I started running, then I stopped. Then I started again. Why was I so out of shape? Why couldn’t I run all the way home? Maybe she had come in while I was working and was right now sitting in front of the TV watching her movie. I huffed up to the two girls still at the corner. “Have you seen my daughter?”
“Yes, we saw her go that way.” They pointed toward our street. “She’s probably home by now,” one of them called after my rushing backside.
When I got there, I knew she wasn’t in the house. I called for her anyway. “Kate? Katherine? KATHERINE???” Maybe there was a message. There was! My fingers tripped over themselves trying to punch in my voicemail password. When I heard the inane babbling of a friend whose voice usually makes me smile, I had to stop myself from throwing the phone through the window.
All at once, I wanted to stay by the phone, run out the door, search on foot and jump in the car to cover as much ground as possible. The car won. With tires screeching out of the driveway, I circled back toward the video store. There is a crescent between our street and the plaza where the store is; maybe Katherine had turned there by mistake. The two girls were still at the corner. I skidded to a stop. “Tell me again. When you last saw my daughter, was she on her way to the store or on her way back?” I asked them.
“On her way back.”
I drove around the streets in our neighbourhood. “Have you seen a little girl wearing a white jacket with puppies on it?” I asked everyone I saw. No one had. I came to a ravine and stopped. The most morbid part of me got out and looked over the barrier. “Katherine!” I called into the valley.
I got back in the car. Is this why I had started working from home? The kids were better off with a babysitter. Why did I answer that last email? Where was she?
I drove past our street. I didn’t know which way to go. The simple five-minute walk now looked like a jumble of so many crescents, so many meandering streets. I turned in one of them. I needed 10 of me. I needed to go back home and call the police.
On the way, I was stopped by the neighbourhood girls, who had organized a bike posse. Two of them were going to scour our street. One was going to search the next block over, and more forces were being called into action. I blinked at them through my tears.
I went home and called the operator, croaking into the automated message, “Police for Aurora.”
A live person came on the line. “Are you OK?”
“No,” I said, and wrote down the number for the police in bold on the front page of the phone book.
Wait, I thought, check the messages again. There were three now. I pushed the delete button on my friend’s message 15 times. Next message — click. Then, “Hi, my name is Jerry. I have your daughter Katherine here. She’s safe.”
Air entered my lungs.
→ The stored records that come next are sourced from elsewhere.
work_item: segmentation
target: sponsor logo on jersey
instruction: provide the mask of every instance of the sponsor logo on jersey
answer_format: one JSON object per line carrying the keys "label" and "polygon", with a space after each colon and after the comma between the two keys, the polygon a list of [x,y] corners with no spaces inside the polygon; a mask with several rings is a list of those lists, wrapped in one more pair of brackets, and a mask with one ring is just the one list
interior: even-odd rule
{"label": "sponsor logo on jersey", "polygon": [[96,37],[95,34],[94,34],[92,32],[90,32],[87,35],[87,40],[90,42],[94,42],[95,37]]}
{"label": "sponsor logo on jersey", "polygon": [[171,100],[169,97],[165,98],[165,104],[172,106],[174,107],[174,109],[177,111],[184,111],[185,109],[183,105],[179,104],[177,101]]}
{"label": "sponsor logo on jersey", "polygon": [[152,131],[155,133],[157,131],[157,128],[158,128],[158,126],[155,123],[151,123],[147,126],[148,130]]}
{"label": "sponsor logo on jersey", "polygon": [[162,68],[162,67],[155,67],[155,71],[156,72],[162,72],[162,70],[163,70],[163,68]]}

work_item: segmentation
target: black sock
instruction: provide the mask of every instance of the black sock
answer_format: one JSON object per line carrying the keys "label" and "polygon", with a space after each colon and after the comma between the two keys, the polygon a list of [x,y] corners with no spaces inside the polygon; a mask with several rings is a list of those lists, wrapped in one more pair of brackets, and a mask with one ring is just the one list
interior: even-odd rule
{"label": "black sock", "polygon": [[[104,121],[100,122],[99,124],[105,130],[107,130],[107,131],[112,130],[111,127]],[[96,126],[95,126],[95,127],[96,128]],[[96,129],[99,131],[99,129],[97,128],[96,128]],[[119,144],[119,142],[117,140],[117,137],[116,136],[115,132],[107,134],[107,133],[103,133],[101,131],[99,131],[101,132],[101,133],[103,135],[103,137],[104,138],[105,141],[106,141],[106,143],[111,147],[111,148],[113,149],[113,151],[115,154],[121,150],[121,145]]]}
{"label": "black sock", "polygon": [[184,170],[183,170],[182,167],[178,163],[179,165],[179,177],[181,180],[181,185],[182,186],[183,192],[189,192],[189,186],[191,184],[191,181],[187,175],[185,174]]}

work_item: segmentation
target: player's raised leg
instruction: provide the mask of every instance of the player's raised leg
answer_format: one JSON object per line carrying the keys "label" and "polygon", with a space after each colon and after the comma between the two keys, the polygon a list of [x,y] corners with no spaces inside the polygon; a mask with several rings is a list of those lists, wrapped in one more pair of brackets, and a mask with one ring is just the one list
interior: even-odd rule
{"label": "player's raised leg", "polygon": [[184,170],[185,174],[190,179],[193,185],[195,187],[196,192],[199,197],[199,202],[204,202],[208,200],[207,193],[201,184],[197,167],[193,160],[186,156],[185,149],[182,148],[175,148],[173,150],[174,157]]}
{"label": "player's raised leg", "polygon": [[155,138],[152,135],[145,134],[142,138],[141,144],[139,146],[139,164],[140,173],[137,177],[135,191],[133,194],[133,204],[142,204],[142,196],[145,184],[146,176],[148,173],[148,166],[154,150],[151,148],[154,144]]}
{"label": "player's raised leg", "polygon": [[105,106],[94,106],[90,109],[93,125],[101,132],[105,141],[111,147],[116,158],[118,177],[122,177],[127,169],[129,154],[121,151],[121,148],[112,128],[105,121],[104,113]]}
I called back. “Jerry?!”
He started to say something, but I was way ahead of him. “Do you have Katherine? Is she all right? Where are you now?”
“Orchard Heights.”
Orchard Heights? I had just driven along Orchard Heights. “Where?”
Orchard Heights and Hill Drive at the other end of the crescent. So near and yet so far.
Jerry looked like he probably had a couple of kids of his own and seemed pretty shaken too, standing at the end of our street with a briefcase in one hand and my daughter’s hand in the other. Kate’s movie flew behind her as she rushed into my arms.
She didn’t remember turning on the way to the video store, so she kept going in a straight line on her way home. Finally, she realized she’d been walking too long and turned around. Then she realized she was lost, and started crying. When she saw a man coming, she had a dilemma — he was a stranger. But she cried out anyway.
Fifteen minutes after I got Katherine home, the police were knocking at my door. I assured them that Kate wouldn’t be walking anywhere alone until she was 20.
After that we got a big piece of cake out of the fridge and sat down to watch the movie that Katherine had rented — The Incredible Journey.